Western Standard
email print

Big spending means little tax cuts

There's a chance that the Feds might actually deliver tax cuts. But parties have to be careful about their spending promises. How do the three stack up?

Mark Milke - May 31, 2004

The French philosopher Voltaire once remarked: "The art of government is to make two-thirds of a nation pay all it possibly can for the benefit of the other third." In Canada, after equalization, transfer payments, lax employment insurance rules and other silliness, we might well reverse that ratio. Moreover, it's the campaign season, so we can expect further pressure on taxpayers to give up extra cash soon.

But let's be optimistic. This isn't 1900, when government receipts amounted to 9.5 per cent of the nation's economy. Back then there was an arguable case for expanding the state. But 104 years later when government's share of the economy is 42 per cent, there's a natural resistance to higher taxes. And, nowadays, there's always a chance (though it's rare) that a government might actually deliver tax cuts if there's enough pressure to do so. But for that to happen, parties have to be careful about their spending promises. So how do the three parties stack up?

The Conservatives:

The Conservatives promise "deep, broad-based tax relief" by reducing personal taxes for middle- income Canadians by 25 per cent, reducing business taxes by $4 billion and capital gains rates, eliminating the "marriage penalty," and introducing a $2,000 tax deduction for children.
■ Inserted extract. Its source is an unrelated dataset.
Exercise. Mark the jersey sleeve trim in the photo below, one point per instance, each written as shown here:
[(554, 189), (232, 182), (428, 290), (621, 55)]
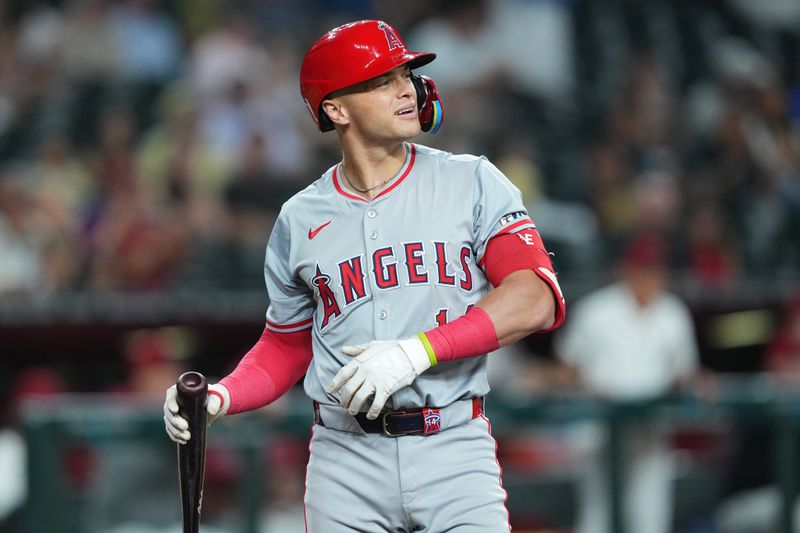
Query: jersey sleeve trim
[(522, 224), (291, 327)]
That said, Stephen Harper and Co. also promise to spend more on the military than the Liberals and match their spending on health care. The Conservatives also want to buy you drugs. While covering catastrophic drug costs for poor and middle-income Canadians makes some sense, the Conservative plan will crowd out private insurers and thus transfer costs from insurance companies and businesses to taxpayers. Policy-wise, that's dumb. Since when did nationalization by stealth become a key plank of conservatism? And since new social programs are always more expensive than first estimated, the drug-plan idea could prove to be a kink in the tax-cut plan.

The Liberals:

On spending, the Grits promise to "work to further secure the social foundation upon which Canadians rely." Sigh. This sounds too much like Orwellian newspeak for expanding government as a share of your wallet.

For most people, "social foundations" are our family, friends and co-workers who voluntarily cooperate to create community, far away from government. To Liberals, it usually means another pork program a la the $250-million Adscam scandal. By the way, according to the Canadian Taxpayers Federation, the Grits have added 34,000 bureaucrats to the government payroll over the last four years.